I am a recent reader of yours. Scrolling through some of your articles I couldn't help but notice the constant references to the unpreparedness of our armed forces in the Second World War.
Among the causes of the phenomenon, factors such as the unpreparedness of the ruling class of the time, or the alleged or real episodes of betrayal, as well as the various plots intended to favor the military defeat of the nation, in order to favor the fall of the fascist regime, are too often evaluated. But what is often not taken into account is what our country was then: a nation with an agricultural economy, conditioned by the persistence of the manually managed large estates, with an industry limited only to the northern areas of the country, an industry conditioned by the scarcity of raw materials and energy sources such as coal, which influenced both the development of the steel industry and that of the railways, another indispensable factor in the war economy.

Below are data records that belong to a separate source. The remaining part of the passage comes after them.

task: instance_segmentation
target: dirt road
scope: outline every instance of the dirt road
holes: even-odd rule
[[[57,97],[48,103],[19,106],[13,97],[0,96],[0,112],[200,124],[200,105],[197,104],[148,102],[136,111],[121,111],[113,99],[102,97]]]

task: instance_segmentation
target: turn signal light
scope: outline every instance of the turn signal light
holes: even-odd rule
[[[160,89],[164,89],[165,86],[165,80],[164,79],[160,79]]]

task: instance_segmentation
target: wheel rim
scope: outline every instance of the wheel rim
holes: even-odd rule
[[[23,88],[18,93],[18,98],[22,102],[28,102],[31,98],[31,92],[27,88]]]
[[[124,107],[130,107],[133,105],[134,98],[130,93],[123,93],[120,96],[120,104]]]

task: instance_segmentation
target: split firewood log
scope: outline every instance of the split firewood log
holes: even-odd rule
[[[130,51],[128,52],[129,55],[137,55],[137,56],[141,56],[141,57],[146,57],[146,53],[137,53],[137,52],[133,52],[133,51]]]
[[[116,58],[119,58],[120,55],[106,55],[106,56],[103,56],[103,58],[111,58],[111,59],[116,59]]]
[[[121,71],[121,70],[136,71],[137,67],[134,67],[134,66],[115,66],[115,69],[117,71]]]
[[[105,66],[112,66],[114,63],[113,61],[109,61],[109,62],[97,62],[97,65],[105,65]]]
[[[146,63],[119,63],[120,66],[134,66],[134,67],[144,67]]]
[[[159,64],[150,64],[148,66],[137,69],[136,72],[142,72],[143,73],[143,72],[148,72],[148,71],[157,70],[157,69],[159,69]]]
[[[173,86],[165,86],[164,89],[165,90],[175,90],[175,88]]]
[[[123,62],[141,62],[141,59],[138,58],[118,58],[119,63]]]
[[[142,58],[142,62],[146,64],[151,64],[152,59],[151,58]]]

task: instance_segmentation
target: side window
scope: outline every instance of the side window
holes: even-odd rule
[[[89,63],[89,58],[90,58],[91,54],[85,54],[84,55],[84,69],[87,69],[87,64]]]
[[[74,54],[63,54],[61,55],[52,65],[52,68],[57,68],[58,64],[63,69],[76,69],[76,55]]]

If we add to this the poor quality of commercial and communication services, as well as widespread illiteracy, especially in the southern regions, we can understand the poor preparation of our armed forces, a reflection of the economic condition of the country.
PS We had theorists like Giulio Douhet, theorist of strategic bombing, as well as Amedeo Mecozzi, supporter of assault aviation, but our chief of staff General Pietro Badoglio supported the policy of the man, the mule, the rifle and the cannon, a nineteenth-century scenario, when in the XNUMXs in Kazan Russians and Weimar Germans experimented with armored warfare.
Dear reader, these are all excellent observations, not always argued by us, which I agree with.
The questions could now be: "do we take into account what it is today our country?" and "has the rhetoric really changed after twenty years?"
We grew up hearing the chorus of: "product envied all over the world", "example of national capacity", "Italian success...". Was it really like that?
Should we not therefore add to illiteracy the chronic "provincialism" that does not allow us to see beyond our own backyard?
In 2023, Italy still generates many "Douhet" and "Mecozzi", but unfortunately also too many (too many!) "Badoglio". The former - disgusted - emigrate, the latter...
The real difference between our people and other nations is the strategic horizon: elsewhere it lasts ten years, ours is six-monthly. Meanwhile (for 162 years) governments change on average every 1,2 years.
In Europe, healthy state structures and systems they also work in the presence of Badoglio passing by, in Italy they do not exist and we hope (deludedly) in the electoral victory of new - self-styled - Douhet and Mecozzi...
Will we have to do something for the love of this country?